Mealtimes are an important aspect of family life. Children begin to develop self-feeding skills from birth. Self-feeding is a very complex task and it is common for children to have difficulty using cutlery to feed themselves. It usually takes until a child is 7 years old before they can successfully use cutlery to feed themselves without being too messy.
Babies are usually keen to get involved with feeding between 6 and 9 months. They will hold and mouth food from this age and will often be keen to help with feeding and play with a spoon by banging it and mouthing both ends. Between 9 and 13 months they can finger feed with soft foods or those that melt quickly in the mouth. By 14 months children can usually dip a spoon into food and can also move the spoon to their mouths (this is very messy and involves lots of spills). Children then learn to scoop with a spoon to feed themselves. By 24 months children are usually keen to feed themselves and be independent.

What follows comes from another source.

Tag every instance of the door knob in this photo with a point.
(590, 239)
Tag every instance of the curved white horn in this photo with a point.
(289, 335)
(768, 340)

Between 2 and 3 years children further develop their spoon feeding skills as well as learning to use a fork to stab. By 5 years a child is learning to spread and cut with a knife. It is often not until they are around 7 years of age that a child can use a knife and fork together to cut up food and are truly independent with self-feeding.
Hints and Tips
- It is important that your child is well positioned when they are learning any new skill. Initially ensure your child is well supported in a high chair or on your lap. You can use cushions or rolled up towels to help your child to stay sitting up straight in their high chair.
- As they grow it is important that their feet and back are supported so that they can use their hands freely. Whenever possible ensure that your child is sitting at a table. You could use a sturdy box under their feet and cushions on the chair to make sure they are well supported.

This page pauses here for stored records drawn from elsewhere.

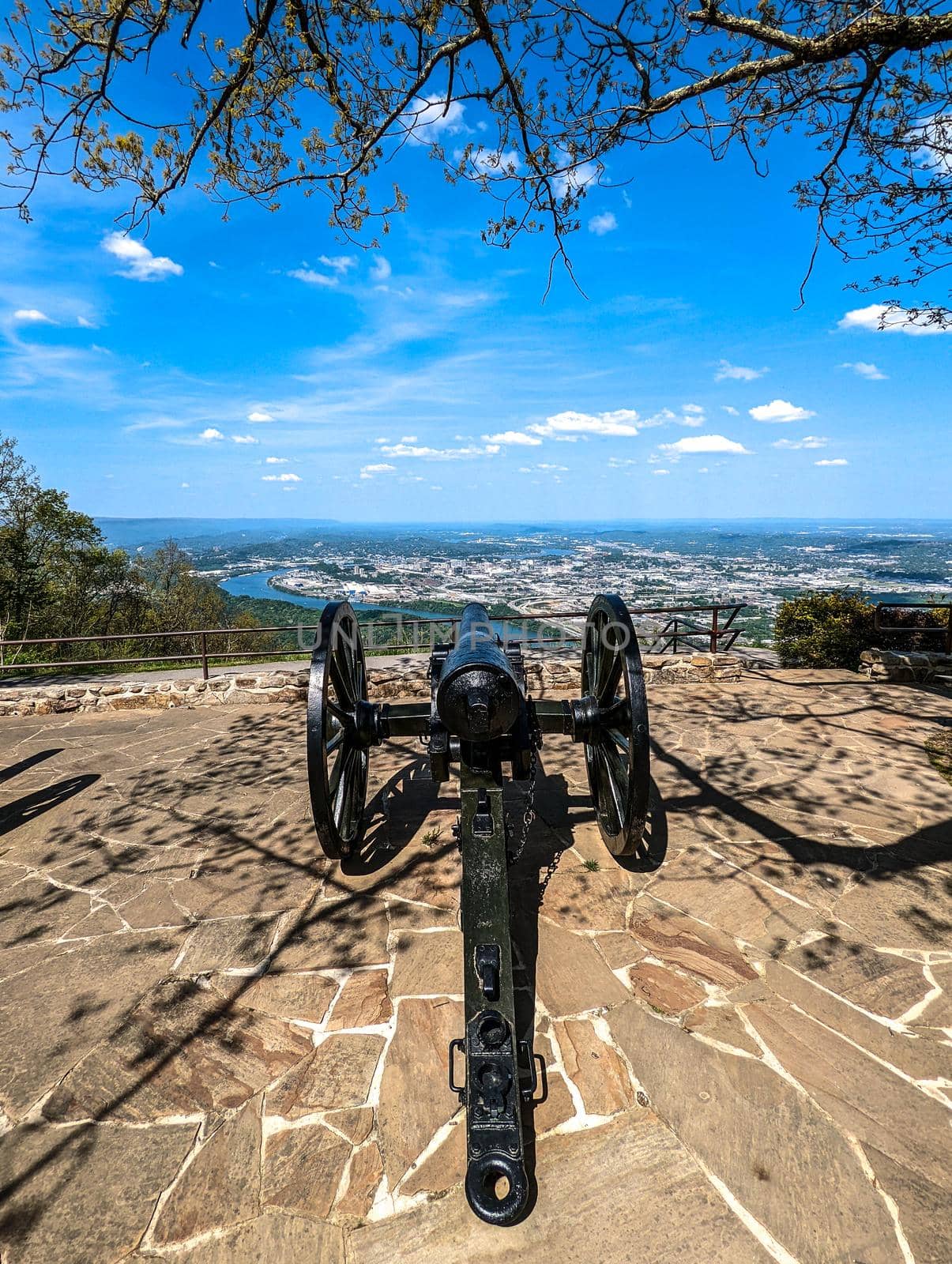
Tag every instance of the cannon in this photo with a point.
(482, 718)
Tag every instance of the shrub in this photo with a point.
(825, 630)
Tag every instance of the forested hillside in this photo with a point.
(58, 578)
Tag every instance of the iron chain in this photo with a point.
(529, 815)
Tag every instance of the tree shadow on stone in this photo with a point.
(14, 770)
(32, 806)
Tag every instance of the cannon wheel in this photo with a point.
(337, 758)
(617, 758)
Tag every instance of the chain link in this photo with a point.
(529, 815)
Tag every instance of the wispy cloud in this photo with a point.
(793, 446)
(621, 423)
(515, 438)
(138, 263)
(884, 319)
(727, 372)
(430, 118)
(703, 444)
(863, 370)
(781, 411)
(381, 269)
(602, 224)
(314, 278)
(440, 454)
(339, 263)
(32, 316)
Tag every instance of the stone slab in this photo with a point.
(84, 1194)
(415, 1100)
(598, 1198)
(770, 1146)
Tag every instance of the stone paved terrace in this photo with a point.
(215, 1046)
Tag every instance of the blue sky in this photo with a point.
(262, 367)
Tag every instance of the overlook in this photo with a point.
(219, 1046)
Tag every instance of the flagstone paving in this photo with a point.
(218, 1047)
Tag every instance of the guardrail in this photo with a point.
(916, 629)
(204, 653)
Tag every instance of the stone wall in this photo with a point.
(914, 667)
(408, 679)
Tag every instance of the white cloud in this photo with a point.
(705, 444)
(796, 444)
(602, 224)
(430, 117)
(882, 318)
(440, 454)
(619, 423)
(516, 438)
(138, 262)
(313, 278)
(692, 415)
(341, 263)
(381, 269)
(935, 149)
(32, 316)
(575, 179)
(861, 368)
(492, 162)
(781, 410)
(728, 372)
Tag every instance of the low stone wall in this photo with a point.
(405, 680)
(894, 665)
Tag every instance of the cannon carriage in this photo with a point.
(482, 720)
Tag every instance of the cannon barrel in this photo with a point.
(478, 697)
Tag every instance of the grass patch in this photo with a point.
(939, 747)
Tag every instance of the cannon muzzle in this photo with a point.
(478, 697)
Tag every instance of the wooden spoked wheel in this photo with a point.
(617, 754)
(337, 746)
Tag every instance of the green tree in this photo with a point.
(313, 94)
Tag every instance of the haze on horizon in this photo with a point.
(267, 368)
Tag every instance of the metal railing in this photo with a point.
(687, 631)
(916, 630)
(713, 634)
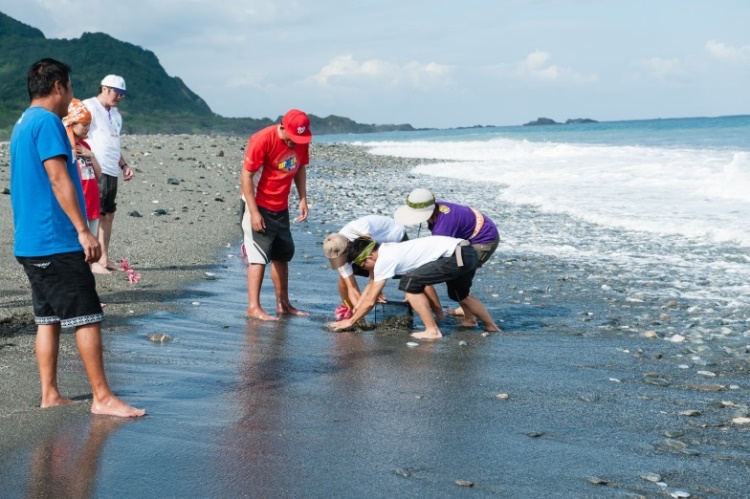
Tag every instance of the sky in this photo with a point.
(434, 63)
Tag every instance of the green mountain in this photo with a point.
(156, 103)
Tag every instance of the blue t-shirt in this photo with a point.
(41, 226)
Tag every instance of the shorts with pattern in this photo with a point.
(63, 289)
(275, 244)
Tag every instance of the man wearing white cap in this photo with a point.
(383, 230)
(104, 139)
(452, 220)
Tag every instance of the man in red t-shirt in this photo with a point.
(275, 156)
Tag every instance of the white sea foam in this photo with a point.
(692, 192)
(673, 218)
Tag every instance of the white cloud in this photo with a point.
(729, 54)
(537, 66)
(346, 69)
(661, 68)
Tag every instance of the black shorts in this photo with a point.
(107, 194)
(486, 250)
(275, 244)
(446, 269)
(63, 289)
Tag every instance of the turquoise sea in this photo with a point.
(667, 198)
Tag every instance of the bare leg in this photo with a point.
(421, 305)
(105, 234)
(473, 305)
(432, 297)
(89, 341)
(47, 346)
(255, 272)
(344, 291)
(280, 277)
(458, 311)
(469, 319)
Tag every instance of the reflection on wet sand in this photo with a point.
(66, 466)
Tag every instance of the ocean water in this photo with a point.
(665, 200)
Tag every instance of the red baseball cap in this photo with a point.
(297, 126)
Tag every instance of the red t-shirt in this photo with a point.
(274, 165)
(89, 183)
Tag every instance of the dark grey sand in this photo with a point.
(582, 395)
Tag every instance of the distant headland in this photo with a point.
(548, 121)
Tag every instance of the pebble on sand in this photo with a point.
(464, 483)
(159, 338)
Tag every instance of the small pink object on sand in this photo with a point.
(133, 276)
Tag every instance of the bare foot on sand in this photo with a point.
(427, 335)
(113, 406)
(55, 400)
(259, 314)
(459, 312)
(98, 268)
(290, 310)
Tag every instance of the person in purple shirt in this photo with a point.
(452, 220)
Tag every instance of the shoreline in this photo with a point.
(594, 368)
(195, 179)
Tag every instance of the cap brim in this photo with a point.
(409, 216)
(338, 261)
(299, 139)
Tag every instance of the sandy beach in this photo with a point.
(583, 394)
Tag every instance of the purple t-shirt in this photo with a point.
(456, 220)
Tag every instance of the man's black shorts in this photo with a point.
(63, 289)
(107, 194)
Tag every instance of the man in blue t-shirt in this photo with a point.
(52, 239)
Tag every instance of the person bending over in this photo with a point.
(420, 262)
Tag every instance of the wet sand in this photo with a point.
(595, 406)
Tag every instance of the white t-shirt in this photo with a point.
(104, 136)
(402, 258)
(381, 229)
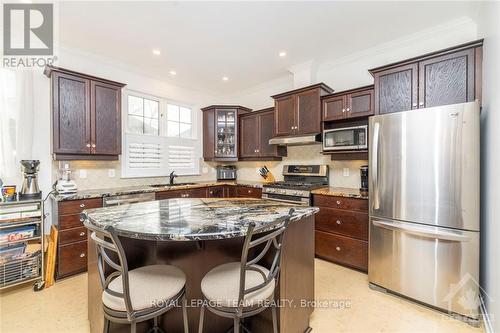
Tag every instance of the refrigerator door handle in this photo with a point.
(376, 135)
(421, 231)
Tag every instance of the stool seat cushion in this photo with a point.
(221, 286)
(148, 285)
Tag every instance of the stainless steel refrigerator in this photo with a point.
(424, 206)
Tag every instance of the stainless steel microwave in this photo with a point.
(346, 138)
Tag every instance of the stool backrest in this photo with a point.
(272, 240)
(111, 257)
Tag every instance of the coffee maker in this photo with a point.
(30, 189)
(364, 180)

- Always set the dishes and utensils out in the same way to develop a routine and help your child locate items at each meal.

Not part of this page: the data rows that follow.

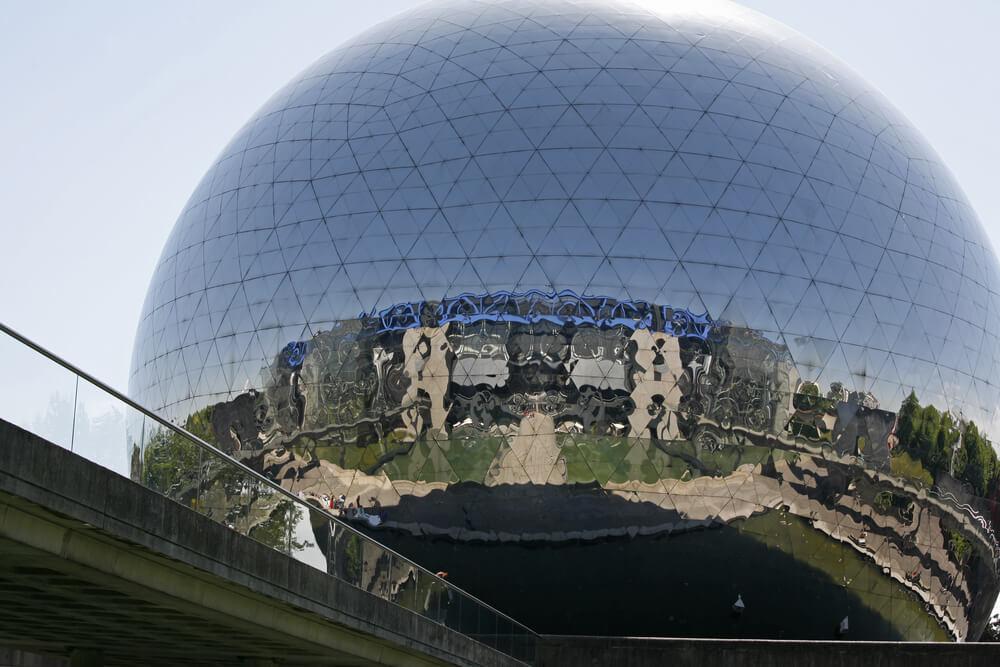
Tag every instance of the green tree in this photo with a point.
(909, 421)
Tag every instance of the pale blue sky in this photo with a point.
(112, 111)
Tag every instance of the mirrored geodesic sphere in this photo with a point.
(549, 282)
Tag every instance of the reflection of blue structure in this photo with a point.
(535, 306)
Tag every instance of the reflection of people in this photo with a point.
(438, 599)
(426, 365)
(656, 394)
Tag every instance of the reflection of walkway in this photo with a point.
(880, 537)
(533, 456)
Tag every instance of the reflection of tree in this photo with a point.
(215, 486)
(942, 444)
(992, 631)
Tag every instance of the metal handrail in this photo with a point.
(243, 467)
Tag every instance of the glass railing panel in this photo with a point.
(309, 532)
(37, 394)
(171, 465)
(99, 427)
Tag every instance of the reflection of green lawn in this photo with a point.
(844, 566)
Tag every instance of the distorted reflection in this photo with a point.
(565, 419)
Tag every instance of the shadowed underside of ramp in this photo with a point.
(92, 562)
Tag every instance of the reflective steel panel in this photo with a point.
(645, 312)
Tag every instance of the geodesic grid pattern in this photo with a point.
(702, 157)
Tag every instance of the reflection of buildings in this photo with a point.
(466, 177)
(601, 427)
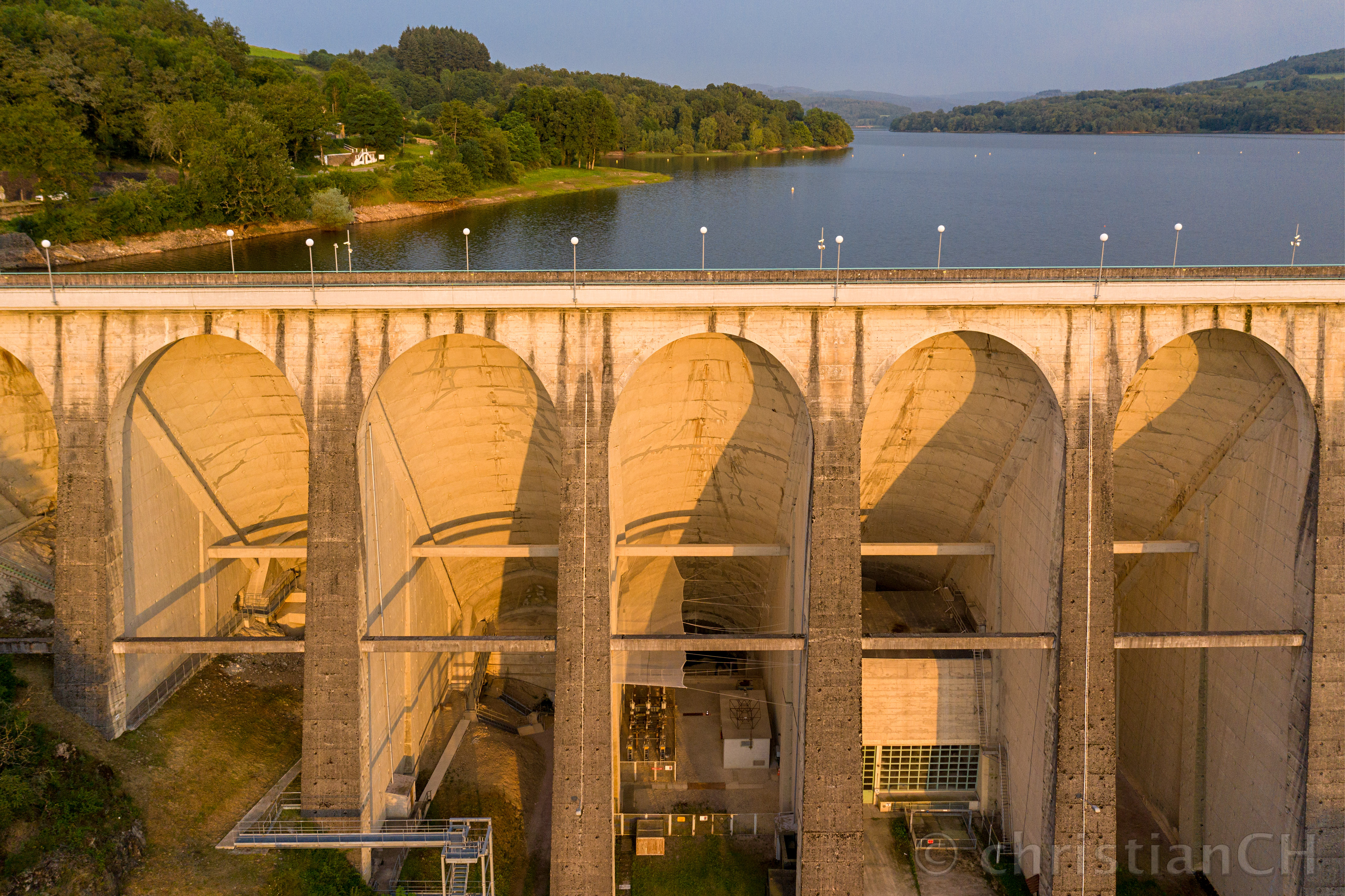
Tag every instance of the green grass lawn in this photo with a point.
(272, 54)
(703, 866)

Think about the utensils you are using. Spoons or forks with thick and/or textured handles are easier to hold. A spoon or fork with a short handle is easier to control. Consider the weight of the cutlery. Sometimes something heavier can be easier to control. Use a bowl or plate with a raised edge so the child has something to scoop against. Place a non-slip mat underneath the bowl or plate to prevent it sliding when your child is learning to scoop, stab, spread or cut.
Take your time and be consistent. Learning a new skill takes time so persevere with giving support until you feel that the child is making progress.
Practice, practice, practice! Give your child opportunities for practice every day.
A good way to teach your child a new skills, is to break down each task into small steps and teach them the last step first (backward chaining). Once they can do the last step of the task, teach them the second-last step, then the third-last step and so on.
- Children learn in different ways so you might need to vary your approach. There are a number of ways in which you can help;
Physically assist your child (Use the hand-over-hand technique, the child grasps the spoon while the adult puts their hand over the top of the child’s).
Show your child - do the task alongside your child.
Tell your child - talk your child through each step of the process.
- You can use each of these ways individually or any combination depending on what suits your child. Please be aware that some children cannot look and listen at the same time so limit the amount of information you giving.
- Think about the food you are using. Will it stick to the spoon rather than slide off, is it soft enough for your child to stab with a fork or cut with a knife?
- Encourage a good cutlery grasp right from the start; your child’s index finger should point down the back of the fork or knife towards the prongs and blade.
- Work on one aspect of using a knife at a time e.g. spreading or cutting.
- You can also practice using a spoon, fork and knife (for cutting and spreading) during other activities e.g. when playing with play dough or during craft activities.